First of all, a current less than or equal to the maximum rated current is caused to flow in the discharge lamp in the lamp-voltage range of 0 V to a voltage of 28.8 V determined from the maximum rated power/maximum rated current of the discharge lamp. During this period, a linear characteristic appears on the lamp current control characteristic. A current, which provides the maximum rated power with respect to the lamp voltage, is allowed to flow in the discharge lamp in the lamp-voltage range of 28.8 V to a desired voltage (40 V in this example). During this period, a curve characteristic appears on the same lamp current control characteristic.
Next, a linear characteristic appears in the lamp-voltage range of 40 V to the minimum rated voltage 65 V of the discharge lamp. When the lamp-voltage range exceeds such a lamp-voltage range, a lamp current, which lights the discharge lamp at the upper limit of the rated power of 38 W with respect to the lamp voltage, is allowed to flow in the discharge lamp. During this period, a curve characteristic appears on the same lamp current control characteristic.

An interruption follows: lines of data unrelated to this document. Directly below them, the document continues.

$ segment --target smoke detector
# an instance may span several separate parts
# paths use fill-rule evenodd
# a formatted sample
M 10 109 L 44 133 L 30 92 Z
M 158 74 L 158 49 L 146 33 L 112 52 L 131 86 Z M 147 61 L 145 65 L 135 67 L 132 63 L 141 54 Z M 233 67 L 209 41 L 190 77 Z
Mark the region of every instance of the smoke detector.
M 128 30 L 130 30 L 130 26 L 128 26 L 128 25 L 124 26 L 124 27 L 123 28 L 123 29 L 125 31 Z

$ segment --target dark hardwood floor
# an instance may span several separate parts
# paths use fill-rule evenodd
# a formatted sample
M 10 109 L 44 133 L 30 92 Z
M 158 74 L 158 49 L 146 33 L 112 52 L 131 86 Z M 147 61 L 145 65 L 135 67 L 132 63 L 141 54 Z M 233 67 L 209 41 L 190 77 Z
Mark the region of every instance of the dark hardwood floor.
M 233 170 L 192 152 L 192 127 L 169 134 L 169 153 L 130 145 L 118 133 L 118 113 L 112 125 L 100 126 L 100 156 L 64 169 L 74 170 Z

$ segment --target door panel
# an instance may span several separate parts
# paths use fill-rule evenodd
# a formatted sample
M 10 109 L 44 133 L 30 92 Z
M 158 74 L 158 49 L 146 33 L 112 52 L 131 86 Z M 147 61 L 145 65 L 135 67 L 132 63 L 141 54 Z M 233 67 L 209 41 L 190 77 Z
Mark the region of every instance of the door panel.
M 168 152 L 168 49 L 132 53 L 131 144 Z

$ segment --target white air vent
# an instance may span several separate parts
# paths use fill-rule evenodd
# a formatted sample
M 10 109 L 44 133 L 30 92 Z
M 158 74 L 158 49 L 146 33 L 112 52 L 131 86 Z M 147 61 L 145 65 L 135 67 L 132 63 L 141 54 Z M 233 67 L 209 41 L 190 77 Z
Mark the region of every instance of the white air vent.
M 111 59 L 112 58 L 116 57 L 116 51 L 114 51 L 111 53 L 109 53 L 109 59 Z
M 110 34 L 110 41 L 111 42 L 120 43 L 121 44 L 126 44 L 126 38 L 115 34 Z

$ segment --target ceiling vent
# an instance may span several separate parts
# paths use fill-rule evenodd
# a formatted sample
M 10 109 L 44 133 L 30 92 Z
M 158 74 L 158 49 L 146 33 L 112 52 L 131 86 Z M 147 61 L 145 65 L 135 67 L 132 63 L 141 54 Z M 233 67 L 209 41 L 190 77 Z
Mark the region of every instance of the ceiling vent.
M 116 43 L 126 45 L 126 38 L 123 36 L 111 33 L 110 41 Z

To sum up, the linear characteristic, the curve characteristic, the linear characteristic and the curve characteristic appear on the lamp current control characteristic based on the VEDILIS in this way until the lamp voltage is saturated and stabilized.
FIG. 3 shows a lamp current control characteristic obtained by a lighting device which has been disclosed in Japanese Patent Application Laid-Open Publication No. 4-141988. The lighting device effects power control along a straight line gc and a straight line gb placed at an angle of h during a period (transition region Ab) in which a region changes from a light-emission exciting region Aa at which the maximum rated current is caused to flow in a discharge lamp in accordance with a lamp current control characteristic indicated by a straight line ga to a constant power region B at which constant power control is effected in accordance with a lamp current control characteristic indicated by the straight line gc. The lighting device effects power rate-of-change reducing control along a curve h which is smooth in the vicinity of a point at which the straight line ga and the straight line gb intersect. Symbol PQ in FIG. 3 indicates a constant power curve.
When the conventional discharge-lamp lighting device is constructed as described above, the luminous efficiency of the discharge lamp at a desired lamp voltage which varies due to variations in its manufacture and its secular change, has not been taken into consideration. Further, only control based on a fixed lamp current control characteristic can be effected. In almost all cases, because the fixed lamp current control characteristic is directed toward its minimum rated voltage, there is developed a power shortage in the vicinity of a point where the lamp voltage reaches a stationary lamp voltage. As a result, a large undershoot occurs in light output produced from the discharge lamp.